Smart Object Extraction from a Picture and Blending into Another

Lischinski Daniel, HUJI, School of Computer Science and Engineering, Computer Science


A new efficient method for recovering reliable local sets of dense correspondences between two images with shared content.

The method could be applied for:

  • automatic adjusting of the source’ tonal characteristics to match a reference,
  • transferring a known mask to a new image,
  • kernel estimation for image de-blurring


The approach simultaneously recovers both a robust set of dense correspondences between sufficiently similar regions in two images and a global non-linear parametric color transformation model. A new coarse-to-fine scheme is utilized in which nearest-neighbor field computations using Generalized PatchMatch [Barnes et al. 2010] are interleaved with fitting a global non-linear parametric color model and aggregating consistent matching regions using locally adaptive constraints.

Below is an example of color transfer.


The reference image (a) was taken indoors using a flash, while the source image (b) was taken outdoors, against a completely different background, and under natural illumination. The correspondence algorithm detects parts of the woman’s face and dress as shared content (c), and fits a parametric color transfer model (d). The appearance of the woman in the result (e) matches the reference (a).


  • New correspondence method that combines dense local matching with robustness to outliers.
  • Identification of correspondences between non-rigid objects with significant variance in their appearance characteristics, including dramatically different pose, lighting, viewpoint and sharpness.
  • Synergy of two worlds advantages:  dense, like optical flow and stereo reconstruction methods, and robust to geometric and photometric variations, like sparse feature matching.

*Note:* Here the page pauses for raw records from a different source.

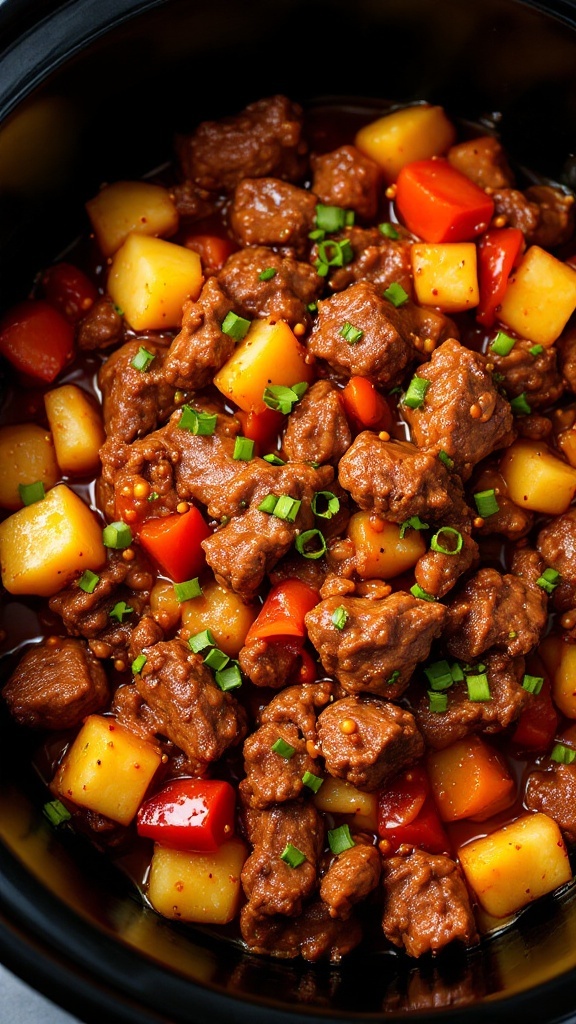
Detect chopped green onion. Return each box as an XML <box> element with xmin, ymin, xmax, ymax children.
<box><xmin>109</xmin><ymin>601</ymin><xmax>134</xmax><ymax>623</ymax></box>
<box><xmin>188</xmin><ymin>630</ymin><xmax>216</xmax><ymax>654</ymax></box>
<box><xmin>178</xmin><ymin>406</ymin><xmax>218</xmax><ymax>437</ymax></box>
<box><xmin>466</xmin><ymin>672</ymin><xmax>491</xmax><ymax>701</ymax></box>
<box><xmin>430</xmin><ymin>526</ymin><xmax>464</xmax><ymax>555</ymax></box>
<box><xmin>42</xmin><ymin>800</ymin><xmax>72</xmax><ymax>828</ymax></box>
<box><xmin>102</xmin><ymin>522</ymin><xmax>132</xmax><ymax>551</ymax></box>
<box><xmin>272</xmin><ymin>736</ymin><xmax>296</xmax><ymax>761</ymax></box>
<box><xmin>280</xmin><ymin>843</ymin><xmax>306</xmax><ymax>867</ymax></box>
<box><xmin>522</xmin><ymin>674</ymin><xmax>544</xmax><ymax>693</ymax></box>
<box><xmin>474</xmin><ymin>487</ymin><xmax>500</xmax><ymax>519</ymax></box>
<box><xmin>18</xmin><ymin>480</ymin><xmax>46</xmax><ymax>505</ymax></box>
<box><xmin>400</xmin><ymin>515</ymin><xmax>429</xmax><ymax>541</ymax></box>
<box><xmin>328</xmin><ymin>825</ymin><xmax>356</xmax><ymax>854</ymax></box>
<box><xmin>536</xmin><ymin>569</ymin><xmax>560</xmax><ymax>594</ymax></box>
<box><xmin>402</xmin><ymin>377</ymin><xmax>430</xmax><ymax>409</ymax></box>
<box><xmin>410</xmin><ymin>583</ymin><xmax>436</xmax><ymax>601</ymax></box>
<box><xmin>550</xmin><ymin>743</ymin><xmax>576</xmax><ymax>765</ymax></box>
<box><xmin>220</xmin><ymin>310</ymin><xmax>250</xmax><ymax>341</ymax></box>
<box><xmin>302</xmin><ymin>771</ymin><xmax>324</xmax><ymax>793</ymax></box>
<box><xmin>311</xmin><ymin>490</ymin><xmax>340</xmax><ymax>519</ymax></box>
<box><xmin>174</xmin><ymin>577</ymin><xmax>203</xmax><ymax>604</ymax></box>
<box><xmin>490</xmin><ymin>331</ymin><xmax>517</xmax><ymax>355</ymax></box>
<box><xmin>262</xmin><ymin>381</ymin><xmax>307</xmax><ymax>416</ymax></box>
<box><xmin>384</xmin><ymin>281</ymin><xmax>408</xmax><ymax>308</ymax></box>
<box><xmin>378</xmin><ymin>220</ymin><xmax>400</xmax><ymax>241</ymax></box>
<box><xmin>295</xmin><ymin>529</ymin><xmax>328</xmax><ymax>558</ymax></box>
<box><xmin>331</xmin><ymin>604</ymin><xmax>348</xmax><ymax>630</ymax></box>
<box><xmin>338</xmin><ymin>321</ymin><xmax>364</xmax><ymax>345</ymax></box>
<box><xmin>232</xmin><ymin>434</ymin><xmax>254</xmax><ymax>462</ymax></box>
<box><xmin>510</xmin><ymin>391</ymin><xmax>532</xmax><ymax>416</ymax></box>
<box><xmin>78</xmin><ymin>569</ymin><xmax>99</xmax><ymax>594</ymax></box>
<box><xmin>130</xmin><ymin>345</ymin><xmax>156</xmax><ymax>373</ymax></box>
<box><xmin>427</xmin><ymin>690</ymin><xmax>448</xmax><ymax>715</ymax></box>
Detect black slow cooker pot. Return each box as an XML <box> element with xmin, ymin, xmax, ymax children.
<box><xmin>0</xmin><ymin>0</ymin><xmax>576</xmax><ymax>1024</ymax></box>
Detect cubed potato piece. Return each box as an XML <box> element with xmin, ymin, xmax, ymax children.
<box><xmin>108</xmin><ymin>231</ymin><xmax>203</xmax><ymax>331</ymax></box>
<box><xmin>44</xmin><ymin>384</ymin><xmax>106</xmax><ymax>476</ymax></box>
<box><xmin>458</xmin><ymin>813</ymin><xmax>572</xmax><ymax>918</ymax></box>
<box><xmin>148</xmin><ymin>837</ymin><xmax>248</xmax><ymax>925</ymax></box>
<box><xmin>500</xmin><ymin>438</ymin><xmax>576</xmax><ymax>515</ymax></box>
<box><xmin>355</xmin><ymin>103</ymin><xmax>456</xmax><ymax>183</ymax></box>
<box><xmin>347</xmin><ymin>512</ymin><xmax>426</xmax><ymax>580</ymax></box>
<box><xmin>498</xmin><ymin>246</ymin><xmax>576</xmax><ymax>348</ymax></box>
<box><xmin>411</xmin><ymin>242</ymin><xmax>480</xmax><ymax>313</ymax></box>
<box><xmin>214</xmin><ymin>319</ymin><xmax>314</xmax><ymax>413</ymax></box>
<box><xmin>312</xmin><ymin>775</ymin><xmax>378</xmax><ymax>833</ymax></box>
<box><xmin>50</xmin><ymin>715</ymin><xmax>162</xmax><ymax>825</ymax></box>
<box><xmin>0</xmin><ymin>423</ymin><xmax>60</xmax><ymax>511</ymax></box>
<box><xmin>0</xmin><ymin>483</ymin><xmax>106</xmax><ymax>597</ymax></box>
<box><xmin>86</xmin><ymin>181</ymin><xmax>179</xmax><ymax>257</ymax></box>
<box><xmin>180</xmin><ymin>580</ymin><xmax>259</xmax><ymax>657</ymax></box>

The method for computing a reliable dense set of correspondences between two images specifically designed to handle a third scenario, where the input images share some common content, but may differ significantly due to a variety of factors, such as non-rigid changes in the scene, changes in lighting and/or tone mapping, and different cameras and lenses. This scenario often arises in personal photo albums, which typically contain repeating subjects photographed under different conditions.